Pendant que Varech broutait l’herbe de la prairie, j’entrepris d’explorer celle-ci. Il n’y avait qu’une dizaine de grands châtaigniers dont les feuilles rougeoyantes avaient commencé à tomber à l’approche de l’hiver. Le sol était jonché d’un mélange de bogues et de feuilles mortes qui sentaient bon l’humus. En me cognant le pied sur une roche, je m’aperçus que les arbres avaient été plantés et probablement entretenus à une époque car chaque pied était entouré d’un cercle de grosses pierres, autrefois blanches, qui étaient à présent recouvertes de mousses et de lichens. Intriguée, je farfouillai le sol autour de l’un des troncs jusqu’à dégager une épaisse corde de chanvre à laquelle était accrochées des petites amulettes de bois et d’os taillés.

J’allai alors d’arbre en arbre et j’y retrouvai à chaque fois cette corde épaisse, parfois tombée au pied du châtaignier, parfois encore accrochée autour de son tronc, la couleur de la corde se fondant avec celle de l’écorce. La disposition des arbres ne m’évoquait rien du tout et semblait même avoir été complètement aléatoire. Cependant tous les indices que j’avais trouvés m’indiquaient qu’il s’agissait d’un ancien lieu d’un culte dont j’ignorais tout. Cela n’était pas sans me rappeler les célébrations des Amants Maudits, au Piton du Hérault. Peut-être était-ce là un autre village qui avait été sous la protection d’un des anciens dieux.

Je retournai vers Varech en passant devant de gros éboulements lorsque je vis quelque chose qui attira mon regard. Entre les pierres et les hautes herbes qui poussaient tout autour, de grandes poutres de bois vermoulu finissait de se décomposer. Face à cette nouvelle découverte, je prêtai plus d’attention aux nombreux talus que j’avais tout autour de moi. Pas de doute possible, je me trouvai bien au milieu des derniers vestiges d’un petit village qui avait dû vivre bien longtemps auparavant si j’en jugeais par l’aspect des décombres restants. Ma curiosité piquée au vif, je me déplaçai entre les talus, tentant de reconstruire le village dans ma tête. Là, ce grand bâtiment devait avoir été une sorte de salle de fêtes. Là-bas les trois ou quatre bosses à peine visibles devaient avoir été des habitations. Et ici, une forge, comme en témoignaient les résidus de métal rouillé sur lesquels j’avais failli marcher. Un peu plus loin, de nouvelles habitations et un ancien lavoir, dans lequel j’avais marché par mégarde, mon pied ne trouvant le sol qu’une toise plus bas que ce que j’avais espéré.

Je continuai mon petit jeu de piste pendant deux bonnes heures avant de repartir voir Varech qui se servait à nouveau de son antérieur mais sans toutefois y basculer tout son poids.
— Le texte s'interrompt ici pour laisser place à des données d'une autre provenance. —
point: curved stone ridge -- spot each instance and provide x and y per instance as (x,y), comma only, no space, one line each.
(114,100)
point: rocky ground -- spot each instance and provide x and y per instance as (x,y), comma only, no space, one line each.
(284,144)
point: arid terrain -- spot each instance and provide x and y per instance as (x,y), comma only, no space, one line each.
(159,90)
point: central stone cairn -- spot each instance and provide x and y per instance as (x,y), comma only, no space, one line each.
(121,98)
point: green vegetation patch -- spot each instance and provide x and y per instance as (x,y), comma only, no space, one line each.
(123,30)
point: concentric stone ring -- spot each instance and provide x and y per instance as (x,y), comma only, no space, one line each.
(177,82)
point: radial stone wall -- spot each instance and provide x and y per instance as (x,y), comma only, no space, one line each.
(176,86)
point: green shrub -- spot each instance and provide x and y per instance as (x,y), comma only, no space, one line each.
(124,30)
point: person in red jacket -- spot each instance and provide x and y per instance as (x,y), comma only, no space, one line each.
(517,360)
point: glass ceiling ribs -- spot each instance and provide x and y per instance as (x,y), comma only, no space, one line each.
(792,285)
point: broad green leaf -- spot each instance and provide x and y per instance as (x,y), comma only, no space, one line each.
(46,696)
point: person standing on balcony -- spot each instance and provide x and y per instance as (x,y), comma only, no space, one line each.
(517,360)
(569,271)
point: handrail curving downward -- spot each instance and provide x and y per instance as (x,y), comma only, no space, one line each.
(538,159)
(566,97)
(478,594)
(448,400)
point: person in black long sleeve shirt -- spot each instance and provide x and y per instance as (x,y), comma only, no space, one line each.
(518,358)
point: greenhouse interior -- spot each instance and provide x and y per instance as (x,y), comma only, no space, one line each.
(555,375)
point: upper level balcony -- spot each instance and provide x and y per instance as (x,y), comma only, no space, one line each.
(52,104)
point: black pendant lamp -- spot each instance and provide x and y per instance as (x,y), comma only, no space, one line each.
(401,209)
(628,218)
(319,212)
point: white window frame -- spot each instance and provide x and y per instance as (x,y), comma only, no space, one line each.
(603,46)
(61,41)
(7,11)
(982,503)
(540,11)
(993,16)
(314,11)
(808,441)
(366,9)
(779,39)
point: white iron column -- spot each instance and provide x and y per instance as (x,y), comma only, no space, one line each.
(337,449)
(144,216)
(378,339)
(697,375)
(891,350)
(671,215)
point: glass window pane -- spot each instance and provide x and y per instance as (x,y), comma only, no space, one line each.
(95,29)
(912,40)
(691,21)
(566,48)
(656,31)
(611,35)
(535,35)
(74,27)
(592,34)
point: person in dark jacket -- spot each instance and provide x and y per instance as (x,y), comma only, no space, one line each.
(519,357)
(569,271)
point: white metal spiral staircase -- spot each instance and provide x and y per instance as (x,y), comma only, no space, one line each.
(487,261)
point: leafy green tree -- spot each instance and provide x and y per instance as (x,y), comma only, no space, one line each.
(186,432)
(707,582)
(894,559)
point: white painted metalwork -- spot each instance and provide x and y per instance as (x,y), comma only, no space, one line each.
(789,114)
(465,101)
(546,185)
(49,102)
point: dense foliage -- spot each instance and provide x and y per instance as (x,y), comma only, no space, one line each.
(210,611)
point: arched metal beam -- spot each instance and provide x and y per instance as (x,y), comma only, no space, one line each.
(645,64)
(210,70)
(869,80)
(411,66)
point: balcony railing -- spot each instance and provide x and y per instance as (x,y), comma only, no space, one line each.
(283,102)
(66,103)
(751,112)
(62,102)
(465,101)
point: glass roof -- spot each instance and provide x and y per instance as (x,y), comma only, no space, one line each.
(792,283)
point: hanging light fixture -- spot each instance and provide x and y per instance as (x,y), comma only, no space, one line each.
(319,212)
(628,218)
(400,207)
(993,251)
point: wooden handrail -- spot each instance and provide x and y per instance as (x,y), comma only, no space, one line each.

Je jetai un coup d’œil à la plaie qui était toujours aussi moche en surface mais qui devait avoir commencé à cicatriser en profondeur puisque le membre avait dégonflé et que mon compagnon semblait un peu moins souffrir. Il faudrait cependant encore quelques jours de repos avant que nous puissions de nouveau voyager. Fort heureusement, la vallée dans laquelle nous nous trouvions regorgeait de choses à observer et les ruines que j’avais trouvées allaient pouvoir me tenir occupée un bon moment. Grâce au lac, je pourrais également nous défendre contre la plupart des créatures qui pourraient tenter de nous prendre en chasse, comme j’avais pu le constater face aux basiliques. Le lieu était donc idéal pour y établir nos villégiatures en attendant que Varech finisse de régénérer son articulation endommagée. Cette réflexion faite, je rassemblai nos affaires sur une des berges du lac et creusai un trou pour y installer des feuilles et du bois mort que j’allai récolter pour alimenter le feu que je ferai sans doute ce soir. Mes préparatifs terminés, je m’emparai de mon carnet pour immortaliser les myriades de petites bêtes qui vivaient ici.